Sunday 28 June 2020

Student discovers 18 new species of aquatic beetle in South America


JUNE 22, 2020

by Brendan M. Lynch, University of Kansas
It would be striking for a seasoned entomologist with decades of fieldwork to discover such a large number of species unknown to science. But for University of Kansas student Rachel Smith, an undergraduate majoring in ecology & evolutionary biology, the find is extraordinary: Smith recently published a description of 18 new species of aquatic water beetle from the genus Chasmogenus in the peer-reviewed journal ZooKeys.
"The average size of these beetles, I would say, is about the size of a capital 'O' in a 12-point font," said Smith of the collection of new species. "They spend a lot of their life in forest streams and pools. They're aquatic, so they're all great swimmers—and they can fly."
The research involved Smith traveling to Suriname to perform fieldwork as well as passing countless hours in the lab of Andrew Short, associate professor of ecology & evolutionary biology and associate curator with KU's Biodiversity Institute, who co-wrote the new paper.

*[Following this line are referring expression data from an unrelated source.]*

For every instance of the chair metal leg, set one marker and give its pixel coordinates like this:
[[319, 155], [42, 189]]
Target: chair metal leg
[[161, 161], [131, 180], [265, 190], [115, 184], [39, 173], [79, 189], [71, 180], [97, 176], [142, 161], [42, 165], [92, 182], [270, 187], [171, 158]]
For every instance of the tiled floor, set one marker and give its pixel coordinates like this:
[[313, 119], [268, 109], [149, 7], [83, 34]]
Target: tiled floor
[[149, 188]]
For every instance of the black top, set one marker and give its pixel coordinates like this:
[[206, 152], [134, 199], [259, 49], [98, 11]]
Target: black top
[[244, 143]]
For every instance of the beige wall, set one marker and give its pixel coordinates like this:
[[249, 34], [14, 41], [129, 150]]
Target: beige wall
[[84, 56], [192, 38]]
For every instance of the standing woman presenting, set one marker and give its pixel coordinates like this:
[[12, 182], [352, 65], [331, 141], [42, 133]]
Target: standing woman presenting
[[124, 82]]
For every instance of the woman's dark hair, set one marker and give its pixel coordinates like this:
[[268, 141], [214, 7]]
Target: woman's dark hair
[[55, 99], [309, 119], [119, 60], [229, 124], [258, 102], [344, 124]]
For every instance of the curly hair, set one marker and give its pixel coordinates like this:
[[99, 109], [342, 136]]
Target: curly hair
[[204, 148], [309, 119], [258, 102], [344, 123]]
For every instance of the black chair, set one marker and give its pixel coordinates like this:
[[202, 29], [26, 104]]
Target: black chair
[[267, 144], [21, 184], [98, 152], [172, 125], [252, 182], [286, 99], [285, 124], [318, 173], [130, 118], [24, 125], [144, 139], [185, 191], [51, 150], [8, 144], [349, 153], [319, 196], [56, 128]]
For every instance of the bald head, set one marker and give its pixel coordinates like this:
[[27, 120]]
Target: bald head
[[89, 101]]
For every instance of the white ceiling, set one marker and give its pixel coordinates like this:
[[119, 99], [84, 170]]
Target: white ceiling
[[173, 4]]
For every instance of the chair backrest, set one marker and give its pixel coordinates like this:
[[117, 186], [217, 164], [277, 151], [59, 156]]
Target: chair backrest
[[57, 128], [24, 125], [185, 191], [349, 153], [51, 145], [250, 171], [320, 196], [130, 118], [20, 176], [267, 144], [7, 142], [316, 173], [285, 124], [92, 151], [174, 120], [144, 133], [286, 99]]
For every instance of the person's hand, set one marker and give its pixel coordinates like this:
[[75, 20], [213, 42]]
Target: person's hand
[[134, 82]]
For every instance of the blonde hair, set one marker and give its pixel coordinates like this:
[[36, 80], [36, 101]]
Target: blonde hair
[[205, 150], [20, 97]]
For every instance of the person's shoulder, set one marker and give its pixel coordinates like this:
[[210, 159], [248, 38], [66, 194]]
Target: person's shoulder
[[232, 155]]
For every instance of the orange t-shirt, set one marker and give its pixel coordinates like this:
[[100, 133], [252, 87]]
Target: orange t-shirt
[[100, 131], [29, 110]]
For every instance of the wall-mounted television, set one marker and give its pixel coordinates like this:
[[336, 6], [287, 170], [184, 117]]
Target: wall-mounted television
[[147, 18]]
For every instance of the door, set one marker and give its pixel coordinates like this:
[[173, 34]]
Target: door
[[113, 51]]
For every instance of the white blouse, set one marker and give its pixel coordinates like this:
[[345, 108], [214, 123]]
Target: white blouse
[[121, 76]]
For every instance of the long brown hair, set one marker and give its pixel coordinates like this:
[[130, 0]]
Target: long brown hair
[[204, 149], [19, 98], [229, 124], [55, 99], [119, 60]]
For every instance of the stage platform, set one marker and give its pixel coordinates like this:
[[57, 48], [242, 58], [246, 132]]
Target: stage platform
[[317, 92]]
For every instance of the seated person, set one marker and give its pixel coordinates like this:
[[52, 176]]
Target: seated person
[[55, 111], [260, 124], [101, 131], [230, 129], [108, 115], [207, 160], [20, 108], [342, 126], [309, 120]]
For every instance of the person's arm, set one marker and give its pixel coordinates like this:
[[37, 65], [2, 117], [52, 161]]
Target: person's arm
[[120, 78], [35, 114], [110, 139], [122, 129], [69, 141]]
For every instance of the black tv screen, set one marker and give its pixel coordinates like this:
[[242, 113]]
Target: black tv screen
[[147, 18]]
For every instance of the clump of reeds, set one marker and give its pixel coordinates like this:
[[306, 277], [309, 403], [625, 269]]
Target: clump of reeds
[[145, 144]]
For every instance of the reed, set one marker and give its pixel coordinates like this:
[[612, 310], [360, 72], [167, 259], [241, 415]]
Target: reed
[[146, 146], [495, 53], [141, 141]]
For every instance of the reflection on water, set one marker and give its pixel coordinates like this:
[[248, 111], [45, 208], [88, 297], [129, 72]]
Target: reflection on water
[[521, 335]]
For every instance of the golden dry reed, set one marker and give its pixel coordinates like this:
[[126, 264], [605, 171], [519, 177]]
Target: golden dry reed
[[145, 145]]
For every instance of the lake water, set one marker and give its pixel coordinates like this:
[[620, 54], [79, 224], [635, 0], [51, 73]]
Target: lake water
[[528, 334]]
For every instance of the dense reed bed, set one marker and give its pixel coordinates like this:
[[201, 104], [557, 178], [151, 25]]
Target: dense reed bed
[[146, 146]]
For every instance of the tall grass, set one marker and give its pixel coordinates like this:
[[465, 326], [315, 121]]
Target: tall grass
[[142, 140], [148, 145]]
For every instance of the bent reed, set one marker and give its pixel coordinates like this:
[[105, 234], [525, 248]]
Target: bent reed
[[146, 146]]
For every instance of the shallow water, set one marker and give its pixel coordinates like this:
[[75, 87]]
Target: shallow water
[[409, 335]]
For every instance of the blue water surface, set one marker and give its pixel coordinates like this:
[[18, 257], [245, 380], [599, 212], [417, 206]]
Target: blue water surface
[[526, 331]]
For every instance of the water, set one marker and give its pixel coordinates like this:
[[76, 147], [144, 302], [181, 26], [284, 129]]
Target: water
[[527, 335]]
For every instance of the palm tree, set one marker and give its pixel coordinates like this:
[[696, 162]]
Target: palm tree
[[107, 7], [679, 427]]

Smith said many of the aquatic beetle species are virtually indistinguishable simply by looking at them, even under a microscope.
"Something unique and fascinating about this genus, particularly the ones I worked on, is that many look almost exactly the same," she said. "Even to my trained eye, it's hard to tell them apart just based on external morphology. Their uniqueness is in there but kind of hidden in this very uniform external morphology."

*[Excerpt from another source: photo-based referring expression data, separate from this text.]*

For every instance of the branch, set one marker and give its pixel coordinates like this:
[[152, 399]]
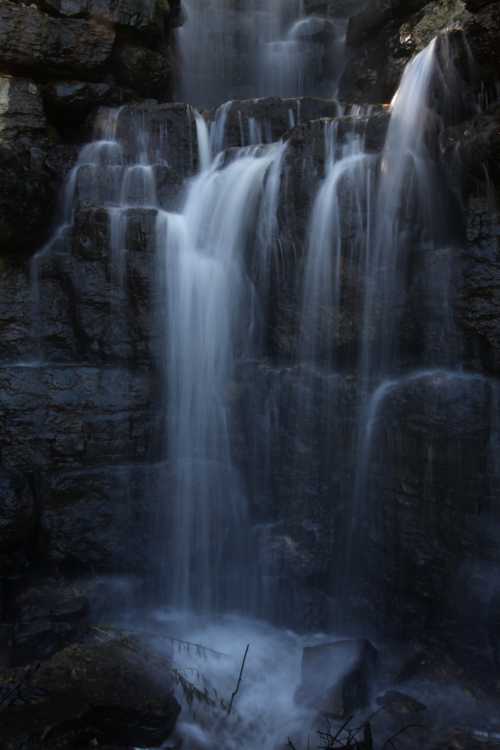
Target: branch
[[391, 739], [235, 693]]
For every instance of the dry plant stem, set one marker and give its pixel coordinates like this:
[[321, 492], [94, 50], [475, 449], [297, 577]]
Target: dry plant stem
[[235, 693]]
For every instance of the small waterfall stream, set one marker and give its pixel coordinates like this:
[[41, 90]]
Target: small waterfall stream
[[211, 319], [375, 221]]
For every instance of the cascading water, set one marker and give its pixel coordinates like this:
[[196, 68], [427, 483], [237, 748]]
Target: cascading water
[[219, 260], [211, 318]]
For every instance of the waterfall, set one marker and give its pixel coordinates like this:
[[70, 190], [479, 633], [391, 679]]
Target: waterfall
[[211, 319]]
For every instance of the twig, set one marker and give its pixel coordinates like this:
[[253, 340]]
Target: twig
[[235, 693], [7, 700], [110, 632]]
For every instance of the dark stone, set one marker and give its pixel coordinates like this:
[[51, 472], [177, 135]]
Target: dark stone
[[106, 520], [22, 113], [17, 522], [35, 43], [144, 70], [67, 417], [69, 103], [114, 691], [337, 677], [47, 618]]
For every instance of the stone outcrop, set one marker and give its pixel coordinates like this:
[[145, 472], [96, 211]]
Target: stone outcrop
[[81, 384], [111, 690], [59, 61]]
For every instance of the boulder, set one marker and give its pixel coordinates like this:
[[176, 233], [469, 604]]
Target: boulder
[[337, 678], [114, 691]]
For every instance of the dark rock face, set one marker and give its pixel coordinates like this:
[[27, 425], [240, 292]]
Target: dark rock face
[[106, 519], [33, 41], [17, 521], [47, 619], [113, 691], [83, 433], [337, 678]]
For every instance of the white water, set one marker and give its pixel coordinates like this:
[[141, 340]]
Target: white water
[[211, 319]]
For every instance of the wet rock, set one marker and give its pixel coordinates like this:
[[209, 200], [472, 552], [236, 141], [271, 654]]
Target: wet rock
[[105, 520], [17, 522], [114, 692], [479, 291], [32, 41], [268, 119], [32, 167], [47, 618], [100, 302], [400, 704], [337, 677], [21, 109], [431, 467], [66, 417], [144, 70], [69, 103], [145, 17]]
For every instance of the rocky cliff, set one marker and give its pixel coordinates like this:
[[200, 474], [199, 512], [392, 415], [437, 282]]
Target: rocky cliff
[[81, 383]]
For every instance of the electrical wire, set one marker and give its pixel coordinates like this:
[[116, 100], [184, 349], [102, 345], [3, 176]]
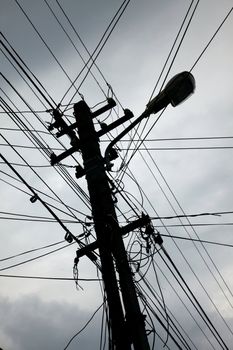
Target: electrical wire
[[199, 240], [119, 13], [210, 41], [47, 278], [86, 324]]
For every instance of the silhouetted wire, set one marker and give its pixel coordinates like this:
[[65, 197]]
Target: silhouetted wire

To identify the new species, Smith compared DNA evidence from the aquatic beetles with a few external morphological differences that could be observed. But this was not enough: Much of Smith's work also hinged on dissecting these tiny specimens collected in northeastern South America to spot key differences in their internal anatomy.
"Because it's difficult to tell them apart from external morphology, you kind of have to go inside," she said. "I ended up doing over 100 dissections of these beetles to extract the male genitalia and look at it under a microscope. That really was the true way to tell them apart. Ultimately, it came down to male genitalia and genetic divergence that I used to delimit many of these species."